问题
The highfrequency
package has been created in a way to transform .txt
and .csv
files from the NYSE TAQ and WRDS TAQ respectively into .RData
files of xts objects, which then can be easily manipulated through the package.
The problem is that I have limited access to the WRDS database which only enables me to download tick-data from the CRSP (The Center for Research in Security Prices) database but not the TAQ (Trades and Quotes) database. So my data look like this. The downloadable file contains tick-data for the REIT index from 2014-01-01 to 2014-01-05. I changed manually the ticker header for the header PRICE as it is proposed by Kris Boudt, one of the main authors.
The code that I use is the following:
from="2014-03-01"
to="2014-04-31"
datasource="C:/Users/aris/Desktop/raw_data"
datadestination="C:/Users/aris/Desktop/xts_data"
convert(from = from,to=to,datasource = datasource,datadestination = datadestination,
trades=TRUE,quotes=FALSE,ticker="REIT",dir=FALSE,extension="csv",header = TRUE,
tradecolnames = NULL, quotecolnames = NULL,format = "%Y%m%d %H:%M:%S",onefile=TRUE)
I suspect that the problem lies at the line format = "%Y%m%d %H:%M:%S"
, as at the .csv
file the date and the time are comma separated. I tried to put a comma between %d and %H
like this format = "%Y%m%d,%H:%M:%S"
but nothing.
The error reads
Error in `$<-.data.frame`(`*tmp*`, "COND", value = numeric(0)) :
replacement has 0 rows, data has 1048575
All the suggestions are welcomed.
回答1:
Thanks to Joshua Ulrich I was able to gain some additional intuition and solve the problem(s). Actually, there is no need to manipulate the .csv file itself and add extra columns. Instead of setting tradecolnames = NULL
you let the machine know which columns are contained into your file by setting tradecolnames = c("DATE","TIME","PRICE")
. The problem with the non-existent directories is fixed by setting dir=TRUE
. The final code looks like this:
from="2014-03-01"
to="2014-04-31"
datasource="C:/Users/aris/Desktop/raw_data"
datadestination="C:/Users/aris/Desktop/xts_data"
convert(from,to,datasource,datadestination,trades=TRUE,quotes=FALSE,ticker="REIT",dir=TRUE,extension="csv",header= TRUE,tradecolnames=c("DATE","TIME","PRICE"),format = "%Y%m%d %H:%M:%S",onefile=TRUE)
回答2:
The highfrequency::convert
function calls highfrequency:::makeXtsTrades
, which expects the following columns in your text file: DATE,TIME,PRICE,SIZE,SYMBOL,EX,COND,CORR,G127.

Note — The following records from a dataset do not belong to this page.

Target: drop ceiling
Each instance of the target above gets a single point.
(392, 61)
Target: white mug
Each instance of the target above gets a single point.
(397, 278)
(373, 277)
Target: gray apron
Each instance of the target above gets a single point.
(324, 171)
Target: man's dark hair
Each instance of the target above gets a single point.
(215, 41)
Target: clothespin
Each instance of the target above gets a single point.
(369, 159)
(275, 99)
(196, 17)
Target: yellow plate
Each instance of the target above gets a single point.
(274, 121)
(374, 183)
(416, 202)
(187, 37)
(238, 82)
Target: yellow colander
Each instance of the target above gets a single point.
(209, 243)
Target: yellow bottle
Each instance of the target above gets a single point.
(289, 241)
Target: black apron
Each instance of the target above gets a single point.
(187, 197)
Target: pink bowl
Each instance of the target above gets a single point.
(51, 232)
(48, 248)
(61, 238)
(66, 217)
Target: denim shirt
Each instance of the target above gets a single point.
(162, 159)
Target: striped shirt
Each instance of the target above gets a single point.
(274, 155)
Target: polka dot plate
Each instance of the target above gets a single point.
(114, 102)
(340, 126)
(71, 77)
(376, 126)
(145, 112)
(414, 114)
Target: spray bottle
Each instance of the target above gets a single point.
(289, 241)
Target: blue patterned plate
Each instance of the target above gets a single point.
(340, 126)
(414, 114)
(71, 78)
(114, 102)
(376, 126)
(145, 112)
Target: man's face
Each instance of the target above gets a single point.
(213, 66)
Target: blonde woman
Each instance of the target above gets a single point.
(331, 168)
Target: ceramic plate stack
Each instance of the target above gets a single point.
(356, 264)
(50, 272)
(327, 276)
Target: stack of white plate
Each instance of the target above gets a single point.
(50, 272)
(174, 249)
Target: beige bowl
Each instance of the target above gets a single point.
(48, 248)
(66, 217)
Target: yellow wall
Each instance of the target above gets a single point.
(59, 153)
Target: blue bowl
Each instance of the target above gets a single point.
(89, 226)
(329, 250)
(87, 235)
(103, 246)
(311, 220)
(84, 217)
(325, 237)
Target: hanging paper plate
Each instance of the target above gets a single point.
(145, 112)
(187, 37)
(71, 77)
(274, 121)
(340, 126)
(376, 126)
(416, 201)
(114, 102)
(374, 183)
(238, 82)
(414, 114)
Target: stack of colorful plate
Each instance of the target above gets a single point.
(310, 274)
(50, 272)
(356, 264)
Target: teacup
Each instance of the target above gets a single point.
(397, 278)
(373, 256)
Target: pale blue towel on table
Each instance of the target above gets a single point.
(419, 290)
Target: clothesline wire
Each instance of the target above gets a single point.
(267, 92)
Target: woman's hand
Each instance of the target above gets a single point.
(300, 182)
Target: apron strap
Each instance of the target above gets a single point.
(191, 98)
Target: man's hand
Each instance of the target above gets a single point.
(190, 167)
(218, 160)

I added empty columns to your text file, and did not get the error in your question. The edited text file looks like:
DATE,TIME,PRICE,SIZE,SYMBOL,EX,COND,CORR,G127
20140102,9:30:00,1123.77,,,,,,
20140102,9:30:01,1122.81,,,,,,
20140102,9:30:02,1122.77,,,,,,
I got another error though.
Error in gzfile(file, "wb") : cannot open the connection
In addition: Warning message:
In gzfile(file, "wb") :
cannot open compressed file '/home/josh/Desktop/z_xts/2014-01-02/REIT_trades.RData', probable reason 'No such file or directory'
So it looks like the convert
function expects all the daily output directories to exist before you run it. The function runs and creates the output after I create those directories.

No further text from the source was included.